C6H6 (large excess) + (CH3)3C-Cl + AlCl3   ——>   C6H5-C(CH3)3  +  HCl

Alkyl halides (as mentioned above), alkenes + strong acid, and alcohols + strong acid can all be used to make the carbocation electrophiles needed for alkylation. Because 1o-carbocations are prone to rearrangement, Friedel-Crafts alkylation is rarely used to introduce 1o-alkyl substituents greater than ethyl. Excess benzene, for example, can be converted to isopropyl benzene by reacting it with 1-chloropropane and aluminium chloride (cumene).

——> C6H5-CH(CH3)2 + HCl ——> C6H6 (large excess) + CH3CH2CH2-Cl + AlCl3 ——> C6H5-CH(CH3)2 + HCl

Additional Friedel-Crafts alkylation processes are depicted in the diagram below.

Alkenes and alcohols can be used as sources of the electrophilic carbocation reactant in the first and third cases. Due to significant resonance charge delocalization, the triphenylmethyl cation formed in the third scenario is very unreactive and only substitutes highly activated aromatic rings. The second example demonstrates an unusual instance in which the alkylating agent is a polychloro reactant. To avoid tri-alkylation of this reagent, which is slowed by steric hindrance, a four-fold excess of carbon tetrachloride is utilised. The fourth example shows how alkylation reactions of activated benzene rings frequently have poor orientational selectivity. At the least inhibited location, the bulky tert-butyl group is linked to the reactive meta-xylene ring. Because polyalkyl benzenes rearrange under Friedel-Crafts conditions, this may not be the site of initial bonding (para-dipropyl benzene rearranges to meta-dipropyl benzene on heating with AlCl3).

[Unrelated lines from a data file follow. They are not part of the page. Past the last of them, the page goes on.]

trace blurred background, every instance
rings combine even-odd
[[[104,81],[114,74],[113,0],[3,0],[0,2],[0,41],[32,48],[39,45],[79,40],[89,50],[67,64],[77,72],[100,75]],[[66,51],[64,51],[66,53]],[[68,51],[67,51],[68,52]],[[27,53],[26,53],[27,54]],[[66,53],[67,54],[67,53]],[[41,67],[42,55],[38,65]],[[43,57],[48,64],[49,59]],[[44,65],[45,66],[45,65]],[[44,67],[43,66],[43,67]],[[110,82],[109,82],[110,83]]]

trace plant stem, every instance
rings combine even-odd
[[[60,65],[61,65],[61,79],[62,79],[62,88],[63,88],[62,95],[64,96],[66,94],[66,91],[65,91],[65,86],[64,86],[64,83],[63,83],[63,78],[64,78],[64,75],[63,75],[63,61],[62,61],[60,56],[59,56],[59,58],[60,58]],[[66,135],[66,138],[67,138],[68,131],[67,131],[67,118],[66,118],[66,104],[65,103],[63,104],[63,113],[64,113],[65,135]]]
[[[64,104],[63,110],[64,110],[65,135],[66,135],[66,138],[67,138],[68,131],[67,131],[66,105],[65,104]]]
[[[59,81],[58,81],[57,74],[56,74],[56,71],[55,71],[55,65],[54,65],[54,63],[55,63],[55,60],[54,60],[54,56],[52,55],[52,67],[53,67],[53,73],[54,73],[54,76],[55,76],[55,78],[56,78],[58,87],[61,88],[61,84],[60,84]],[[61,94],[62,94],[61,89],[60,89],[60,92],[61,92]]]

Separation of isomer mixtures is a practical concern when using electrophilic aromatic substitution processes in synthesis. This is especially true in ortho-para substitutions, which frequently result in large amounts of the minor isomer. Except for specific reactions of toluene and similar alkyl benzenes, para-isomers usually win out. The fact that para-isomers have much higher melting temperatures than their ortho counterparts aids separation of these combinations; as a result, fractional crystallisation is typically an efficient isolation procedure. Separation of trace isomers is usually not an issue because meta-substitution favours a single product.

References:

1. Das Asim K., Fundamentals of Inorganic Chemistry, Vol. II, CBS Publications, 2nd Ed. 2010.

2. Selected Topic in Inorganic Chemistry, Mallick, Madan and Tuli, S. Chand Publisher. 17th Ed. 2010.

3. Mehrotra R.C. And Singh, A. Organometallic Chemistry, New Age International Publishers, 2nd Edn, 2000.

4. Gupta B. D. And Elias A. J., Basic Organometallic Chemistry, 2nd Edn., University Press (2013).